There Ought to Be a Law Against Hate

I was 18 and just about to start college. My mother never got to see me off....

OAK CREEK, Wis. — LAST week, the Department of Justice indicted Dylann Roof, the suspect in the shooting deaths of nine people in Charleston, S.C., for hate crimes. Officials said they were bringing this indictment because they were worried that the racial motivation in the case would not be addressed adequately by a trial in a state court.

The reason for this concern is that South Carolina is one of five states (the others are Arkansas, Georgia, Indiana and Wyoming) that, according to the Anti-Defamation League, have no laws enhancing penalties for bias-motivated crimes. The national profile of the massacre in Charleston has stirred this action, but as a rule federal hate crime prosecutions are rare.

Since federal hate crime legislation passed in 2009, the government has obtained only 29 convictions. Compare this with New York, where in 2013 alone (the most recent year for which data is available), state prosecutors reported 149 hate crime convictions.

Handling hate crimes at the local level allows states to better document, analyze and prevent hate crimes in their jurisdiction. The A.D.L. cites studies demonstrating that “victims are more likely to report a hate crime if they know a special reporting system is in place.”

The logic is simple. If I see a crime, I am more likely to call my neighborhood police department than try to contact an F.B.I. field office.

Like most Americans, I rarely interact with federal law enforcement. If I fear my Sikh community is under threat, I look to state and local agencies for protection.

This is not a hypothetical situation. Three years ago next month, a white supremacist walked into the Oak Creek gurdwara, a Sikh temple, and fatally shot my mother, Paramjit Kaur Saini, and five other worshipers.

I was 18 and just about to start college. My mother never got to see me off.

After her death, I determined to make sure that her status as a victim of a hate crime would not go unrecorded. I had no experience in public speaking — at school, I had hardly ever raised my hand — but six weeks after the Oak Creek massacre, I summoned all my courage and went totestify before a Senate hearing on hate crimes and domestic violent extremism.

Although my home state has a hate crime law, the federal government, I discovered from investigators in the aftermath of the Oak Creek shootings, did not record hate crimes against the Sikh community.
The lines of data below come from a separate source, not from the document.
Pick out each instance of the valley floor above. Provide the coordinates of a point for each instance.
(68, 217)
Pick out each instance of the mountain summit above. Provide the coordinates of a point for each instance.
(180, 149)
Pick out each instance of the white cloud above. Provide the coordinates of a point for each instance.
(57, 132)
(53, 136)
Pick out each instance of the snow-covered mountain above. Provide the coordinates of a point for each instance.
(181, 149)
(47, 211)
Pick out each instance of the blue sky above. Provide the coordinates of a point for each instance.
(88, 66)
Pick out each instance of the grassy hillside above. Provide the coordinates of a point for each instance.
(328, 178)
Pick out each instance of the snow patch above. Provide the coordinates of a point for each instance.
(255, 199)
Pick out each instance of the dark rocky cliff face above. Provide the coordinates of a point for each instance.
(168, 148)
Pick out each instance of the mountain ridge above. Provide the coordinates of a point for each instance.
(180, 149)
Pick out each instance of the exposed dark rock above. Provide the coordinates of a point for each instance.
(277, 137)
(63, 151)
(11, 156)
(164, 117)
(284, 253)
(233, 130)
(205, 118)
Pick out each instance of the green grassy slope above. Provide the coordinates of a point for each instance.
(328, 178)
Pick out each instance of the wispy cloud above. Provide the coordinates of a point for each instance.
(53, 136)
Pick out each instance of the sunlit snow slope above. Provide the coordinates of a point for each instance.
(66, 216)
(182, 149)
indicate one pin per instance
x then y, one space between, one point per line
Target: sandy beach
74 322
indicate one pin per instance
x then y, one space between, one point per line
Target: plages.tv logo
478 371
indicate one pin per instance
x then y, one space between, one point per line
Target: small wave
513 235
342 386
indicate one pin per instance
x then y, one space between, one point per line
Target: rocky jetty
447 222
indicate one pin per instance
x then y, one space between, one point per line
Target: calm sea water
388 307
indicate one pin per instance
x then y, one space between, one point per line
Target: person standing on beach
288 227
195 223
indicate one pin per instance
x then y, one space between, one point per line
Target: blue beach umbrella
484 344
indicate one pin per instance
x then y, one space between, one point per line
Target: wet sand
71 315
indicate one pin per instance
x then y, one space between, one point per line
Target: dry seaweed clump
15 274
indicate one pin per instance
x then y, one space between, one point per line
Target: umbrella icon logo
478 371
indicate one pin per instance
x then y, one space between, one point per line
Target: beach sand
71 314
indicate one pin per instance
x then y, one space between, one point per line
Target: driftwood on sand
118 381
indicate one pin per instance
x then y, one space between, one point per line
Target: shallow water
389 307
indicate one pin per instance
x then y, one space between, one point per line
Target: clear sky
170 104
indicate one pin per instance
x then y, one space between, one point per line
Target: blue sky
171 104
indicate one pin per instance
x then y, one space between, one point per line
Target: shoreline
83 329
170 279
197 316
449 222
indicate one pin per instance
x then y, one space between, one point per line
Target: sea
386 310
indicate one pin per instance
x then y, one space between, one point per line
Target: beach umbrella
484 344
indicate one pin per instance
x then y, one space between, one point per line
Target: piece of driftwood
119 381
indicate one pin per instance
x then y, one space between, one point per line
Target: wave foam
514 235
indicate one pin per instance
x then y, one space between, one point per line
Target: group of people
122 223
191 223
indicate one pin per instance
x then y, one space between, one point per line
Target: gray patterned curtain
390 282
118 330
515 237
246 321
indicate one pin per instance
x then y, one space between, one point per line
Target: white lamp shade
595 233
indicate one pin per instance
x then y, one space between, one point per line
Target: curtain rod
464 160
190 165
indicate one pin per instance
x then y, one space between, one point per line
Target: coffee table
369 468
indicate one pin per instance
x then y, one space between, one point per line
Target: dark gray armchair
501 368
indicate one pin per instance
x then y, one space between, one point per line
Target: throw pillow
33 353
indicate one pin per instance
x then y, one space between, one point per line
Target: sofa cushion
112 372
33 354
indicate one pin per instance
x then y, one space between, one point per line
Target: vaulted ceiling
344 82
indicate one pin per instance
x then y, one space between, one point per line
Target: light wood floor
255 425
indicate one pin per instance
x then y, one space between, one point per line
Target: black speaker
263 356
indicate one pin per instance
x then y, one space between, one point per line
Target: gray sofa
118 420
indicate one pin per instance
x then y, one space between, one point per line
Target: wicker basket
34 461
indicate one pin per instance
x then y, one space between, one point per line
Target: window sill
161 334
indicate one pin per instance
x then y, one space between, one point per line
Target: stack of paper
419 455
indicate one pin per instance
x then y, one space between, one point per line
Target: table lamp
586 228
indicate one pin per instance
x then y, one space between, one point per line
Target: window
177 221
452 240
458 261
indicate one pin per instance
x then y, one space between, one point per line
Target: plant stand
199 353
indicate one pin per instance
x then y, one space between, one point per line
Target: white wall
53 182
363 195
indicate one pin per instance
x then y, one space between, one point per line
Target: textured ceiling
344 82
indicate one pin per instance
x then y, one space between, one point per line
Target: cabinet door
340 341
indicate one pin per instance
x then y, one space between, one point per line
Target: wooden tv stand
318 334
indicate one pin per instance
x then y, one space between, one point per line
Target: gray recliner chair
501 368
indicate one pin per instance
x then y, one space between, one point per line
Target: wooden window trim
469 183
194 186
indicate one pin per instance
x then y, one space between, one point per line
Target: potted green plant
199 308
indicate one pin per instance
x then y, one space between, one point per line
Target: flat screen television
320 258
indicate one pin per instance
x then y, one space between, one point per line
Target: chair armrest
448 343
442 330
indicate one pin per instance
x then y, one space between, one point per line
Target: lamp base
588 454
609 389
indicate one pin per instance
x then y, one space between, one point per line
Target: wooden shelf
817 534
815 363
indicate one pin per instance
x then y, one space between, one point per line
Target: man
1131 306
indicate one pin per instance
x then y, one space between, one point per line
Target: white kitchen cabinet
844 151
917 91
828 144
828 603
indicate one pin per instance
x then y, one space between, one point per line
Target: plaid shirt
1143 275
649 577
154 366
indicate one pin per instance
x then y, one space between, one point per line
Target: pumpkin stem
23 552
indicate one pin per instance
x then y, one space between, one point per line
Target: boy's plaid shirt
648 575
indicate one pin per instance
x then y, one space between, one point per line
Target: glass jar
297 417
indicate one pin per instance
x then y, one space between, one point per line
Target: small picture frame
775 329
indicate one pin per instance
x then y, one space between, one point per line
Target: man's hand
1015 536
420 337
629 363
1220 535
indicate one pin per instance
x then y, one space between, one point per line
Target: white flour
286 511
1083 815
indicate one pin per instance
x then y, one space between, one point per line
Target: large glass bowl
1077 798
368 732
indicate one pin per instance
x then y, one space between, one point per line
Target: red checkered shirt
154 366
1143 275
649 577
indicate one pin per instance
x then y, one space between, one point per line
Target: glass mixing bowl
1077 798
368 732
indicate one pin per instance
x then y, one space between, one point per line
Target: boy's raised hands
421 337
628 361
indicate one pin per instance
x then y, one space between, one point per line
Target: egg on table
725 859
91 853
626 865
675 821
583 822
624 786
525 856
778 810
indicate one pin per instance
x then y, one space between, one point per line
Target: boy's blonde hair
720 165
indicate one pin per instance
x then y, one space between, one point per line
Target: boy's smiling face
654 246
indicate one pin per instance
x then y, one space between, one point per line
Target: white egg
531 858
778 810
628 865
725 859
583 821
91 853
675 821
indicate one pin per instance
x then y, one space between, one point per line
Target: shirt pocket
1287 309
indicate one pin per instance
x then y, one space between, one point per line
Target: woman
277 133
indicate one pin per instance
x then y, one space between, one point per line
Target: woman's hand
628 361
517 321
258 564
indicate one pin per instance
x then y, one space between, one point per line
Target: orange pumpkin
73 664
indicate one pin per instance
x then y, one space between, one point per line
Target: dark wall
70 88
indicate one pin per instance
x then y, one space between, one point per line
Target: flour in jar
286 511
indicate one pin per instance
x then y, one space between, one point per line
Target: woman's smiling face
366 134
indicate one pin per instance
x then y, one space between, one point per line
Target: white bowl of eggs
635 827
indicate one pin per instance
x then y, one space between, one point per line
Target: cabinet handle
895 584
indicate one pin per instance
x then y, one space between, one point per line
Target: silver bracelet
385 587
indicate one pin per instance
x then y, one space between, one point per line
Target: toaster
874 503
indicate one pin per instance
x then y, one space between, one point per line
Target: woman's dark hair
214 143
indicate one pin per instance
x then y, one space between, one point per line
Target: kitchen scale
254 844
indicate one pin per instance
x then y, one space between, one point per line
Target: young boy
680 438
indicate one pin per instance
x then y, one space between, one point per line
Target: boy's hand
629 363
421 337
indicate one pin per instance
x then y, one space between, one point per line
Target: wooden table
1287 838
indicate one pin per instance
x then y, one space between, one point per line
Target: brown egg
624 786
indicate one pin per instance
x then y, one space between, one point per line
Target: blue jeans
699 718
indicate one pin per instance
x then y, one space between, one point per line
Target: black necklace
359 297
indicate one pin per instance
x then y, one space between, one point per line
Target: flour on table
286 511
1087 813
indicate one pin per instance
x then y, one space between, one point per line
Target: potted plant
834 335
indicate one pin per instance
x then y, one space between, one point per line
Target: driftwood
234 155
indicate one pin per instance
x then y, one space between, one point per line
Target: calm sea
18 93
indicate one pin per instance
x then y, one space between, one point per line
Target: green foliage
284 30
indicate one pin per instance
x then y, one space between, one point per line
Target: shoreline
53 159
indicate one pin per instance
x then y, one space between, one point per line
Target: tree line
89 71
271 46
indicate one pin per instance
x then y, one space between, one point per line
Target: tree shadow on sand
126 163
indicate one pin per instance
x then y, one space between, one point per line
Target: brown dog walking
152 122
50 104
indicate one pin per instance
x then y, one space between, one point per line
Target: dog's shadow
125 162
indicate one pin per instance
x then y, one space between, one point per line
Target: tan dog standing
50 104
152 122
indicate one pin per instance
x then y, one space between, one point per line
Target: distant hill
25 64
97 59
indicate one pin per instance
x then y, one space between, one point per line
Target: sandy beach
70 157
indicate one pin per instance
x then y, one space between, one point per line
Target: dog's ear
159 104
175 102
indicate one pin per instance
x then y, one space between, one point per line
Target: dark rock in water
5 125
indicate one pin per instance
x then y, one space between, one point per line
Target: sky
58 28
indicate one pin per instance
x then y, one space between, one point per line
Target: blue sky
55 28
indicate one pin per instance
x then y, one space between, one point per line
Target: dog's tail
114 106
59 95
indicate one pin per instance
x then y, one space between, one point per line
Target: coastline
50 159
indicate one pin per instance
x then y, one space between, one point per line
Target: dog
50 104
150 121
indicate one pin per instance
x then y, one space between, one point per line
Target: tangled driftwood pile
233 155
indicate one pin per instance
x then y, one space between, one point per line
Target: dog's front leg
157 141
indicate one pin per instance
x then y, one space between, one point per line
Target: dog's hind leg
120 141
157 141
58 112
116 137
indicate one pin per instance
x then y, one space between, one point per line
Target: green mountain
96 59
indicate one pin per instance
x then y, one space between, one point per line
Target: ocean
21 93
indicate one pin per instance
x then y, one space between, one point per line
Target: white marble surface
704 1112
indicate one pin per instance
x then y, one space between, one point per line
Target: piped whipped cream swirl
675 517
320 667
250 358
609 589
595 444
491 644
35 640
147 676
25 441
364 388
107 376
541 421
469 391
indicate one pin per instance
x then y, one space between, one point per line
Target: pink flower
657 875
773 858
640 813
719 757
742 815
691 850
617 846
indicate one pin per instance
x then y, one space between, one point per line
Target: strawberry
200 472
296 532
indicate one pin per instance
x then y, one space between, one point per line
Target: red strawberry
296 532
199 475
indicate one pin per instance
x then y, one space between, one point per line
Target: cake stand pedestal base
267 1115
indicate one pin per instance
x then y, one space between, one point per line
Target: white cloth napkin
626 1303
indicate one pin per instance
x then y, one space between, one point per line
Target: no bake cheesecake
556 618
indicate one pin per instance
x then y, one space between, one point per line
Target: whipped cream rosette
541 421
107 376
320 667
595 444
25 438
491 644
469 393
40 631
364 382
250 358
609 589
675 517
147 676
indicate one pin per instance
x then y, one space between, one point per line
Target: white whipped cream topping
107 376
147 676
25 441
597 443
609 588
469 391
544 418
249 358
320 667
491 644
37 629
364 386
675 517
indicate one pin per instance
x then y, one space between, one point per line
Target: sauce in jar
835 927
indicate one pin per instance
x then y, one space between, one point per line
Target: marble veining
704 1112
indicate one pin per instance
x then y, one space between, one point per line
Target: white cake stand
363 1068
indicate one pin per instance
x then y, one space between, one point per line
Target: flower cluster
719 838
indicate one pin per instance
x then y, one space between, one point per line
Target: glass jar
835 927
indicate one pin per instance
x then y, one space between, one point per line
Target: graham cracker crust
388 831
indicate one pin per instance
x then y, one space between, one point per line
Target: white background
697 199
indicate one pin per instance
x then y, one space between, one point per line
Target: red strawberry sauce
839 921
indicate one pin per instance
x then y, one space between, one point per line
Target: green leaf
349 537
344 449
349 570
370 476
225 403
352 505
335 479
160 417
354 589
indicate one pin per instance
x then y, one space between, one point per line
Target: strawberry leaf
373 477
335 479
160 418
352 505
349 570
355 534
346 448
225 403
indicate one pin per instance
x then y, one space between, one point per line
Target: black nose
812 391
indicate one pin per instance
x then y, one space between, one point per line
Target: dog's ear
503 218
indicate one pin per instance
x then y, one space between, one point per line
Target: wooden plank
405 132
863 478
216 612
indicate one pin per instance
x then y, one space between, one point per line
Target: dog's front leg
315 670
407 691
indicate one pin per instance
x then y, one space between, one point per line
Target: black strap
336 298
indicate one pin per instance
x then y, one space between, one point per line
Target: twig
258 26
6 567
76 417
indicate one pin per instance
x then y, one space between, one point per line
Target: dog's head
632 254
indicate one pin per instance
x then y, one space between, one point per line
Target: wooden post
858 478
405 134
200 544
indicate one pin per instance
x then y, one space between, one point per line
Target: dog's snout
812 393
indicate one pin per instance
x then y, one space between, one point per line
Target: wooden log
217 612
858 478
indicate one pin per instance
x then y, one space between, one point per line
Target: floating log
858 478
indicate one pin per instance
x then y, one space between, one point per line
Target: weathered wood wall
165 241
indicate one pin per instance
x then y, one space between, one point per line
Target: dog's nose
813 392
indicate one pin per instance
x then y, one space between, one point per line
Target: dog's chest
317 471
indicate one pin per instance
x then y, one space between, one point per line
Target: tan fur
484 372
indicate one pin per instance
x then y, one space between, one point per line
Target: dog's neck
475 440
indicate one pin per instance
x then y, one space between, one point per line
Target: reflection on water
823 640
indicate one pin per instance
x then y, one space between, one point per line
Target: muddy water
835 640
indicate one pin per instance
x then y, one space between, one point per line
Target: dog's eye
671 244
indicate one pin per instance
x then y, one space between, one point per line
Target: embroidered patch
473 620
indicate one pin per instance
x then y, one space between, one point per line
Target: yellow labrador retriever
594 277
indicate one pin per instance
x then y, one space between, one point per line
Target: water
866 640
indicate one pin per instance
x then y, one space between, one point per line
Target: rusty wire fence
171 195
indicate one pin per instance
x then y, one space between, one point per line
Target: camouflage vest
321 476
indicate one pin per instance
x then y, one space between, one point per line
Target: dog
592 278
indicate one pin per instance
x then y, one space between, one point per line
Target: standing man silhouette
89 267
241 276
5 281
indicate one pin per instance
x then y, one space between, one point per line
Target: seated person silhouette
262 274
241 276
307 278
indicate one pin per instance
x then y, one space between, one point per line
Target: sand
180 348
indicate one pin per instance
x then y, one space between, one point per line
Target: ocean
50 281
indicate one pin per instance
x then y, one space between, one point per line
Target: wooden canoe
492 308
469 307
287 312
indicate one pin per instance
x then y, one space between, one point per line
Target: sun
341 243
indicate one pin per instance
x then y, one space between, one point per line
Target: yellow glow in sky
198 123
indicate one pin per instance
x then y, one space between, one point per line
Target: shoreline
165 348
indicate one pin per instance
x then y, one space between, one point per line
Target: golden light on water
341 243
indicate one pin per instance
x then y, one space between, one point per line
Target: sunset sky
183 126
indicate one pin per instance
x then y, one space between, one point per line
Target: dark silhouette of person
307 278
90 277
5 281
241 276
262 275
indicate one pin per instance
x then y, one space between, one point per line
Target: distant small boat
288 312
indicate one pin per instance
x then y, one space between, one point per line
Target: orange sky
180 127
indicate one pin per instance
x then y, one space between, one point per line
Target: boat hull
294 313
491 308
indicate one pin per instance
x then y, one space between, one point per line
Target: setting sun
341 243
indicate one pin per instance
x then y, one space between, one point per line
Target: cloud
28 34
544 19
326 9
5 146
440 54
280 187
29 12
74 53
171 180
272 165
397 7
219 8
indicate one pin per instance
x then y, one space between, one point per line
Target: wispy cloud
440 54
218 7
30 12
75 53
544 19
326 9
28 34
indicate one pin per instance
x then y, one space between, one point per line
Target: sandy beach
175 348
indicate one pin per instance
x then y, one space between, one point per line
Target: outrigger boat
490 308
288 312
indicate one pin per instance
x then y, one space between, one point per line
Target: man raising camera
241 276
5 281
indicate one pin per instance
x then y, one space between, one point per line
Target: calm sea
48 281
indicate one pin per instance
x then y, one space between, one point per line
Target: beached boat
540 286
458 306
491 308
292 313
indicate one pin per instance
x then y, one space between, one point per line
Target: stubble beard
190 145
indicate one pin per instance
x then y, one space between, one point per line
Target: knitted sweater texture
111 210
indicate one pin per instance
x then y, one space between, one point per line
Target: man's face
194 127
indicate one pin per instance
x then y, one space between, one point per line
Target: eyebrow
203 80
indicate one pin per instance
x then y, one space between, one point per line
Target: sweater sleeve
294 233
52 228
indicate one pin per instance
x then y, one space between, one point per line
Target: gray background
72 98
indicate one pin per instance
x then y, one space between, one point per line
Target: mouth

At the hearing, I argued that my mother should have the dignity of her death recorded accurately for what it was.

Eight months later, in 2013, the F.B.I. agreed to change its policy, and it now tracks hate crimes against Sikhs, as well as Hindus and Arabs, as it does for other communities that can be targets of bias-motivated violence.

Wade Michael Page, the neo-Nazi who killed my mother, died at the scene of his crime by a self-inflicted gunshot wound, after being hit by police gunfire outside the gurdwara. Because of the massacre’s notoriety — the attorney general at the time, Eric H. Holder Jr., described the killings as “an act of terrorism, an act of hatred, a hate crime” — a federal prosecution might have followed if Mr. Page had survived to stand trial.

Even without that intervention, though, he would have faced the more severe penalties attached to hate crime charges in a Wisconsin court. That matters because state hate crime laws represent the local public commitment to protecting communities that may be targeted for their race, religion or ethnicity.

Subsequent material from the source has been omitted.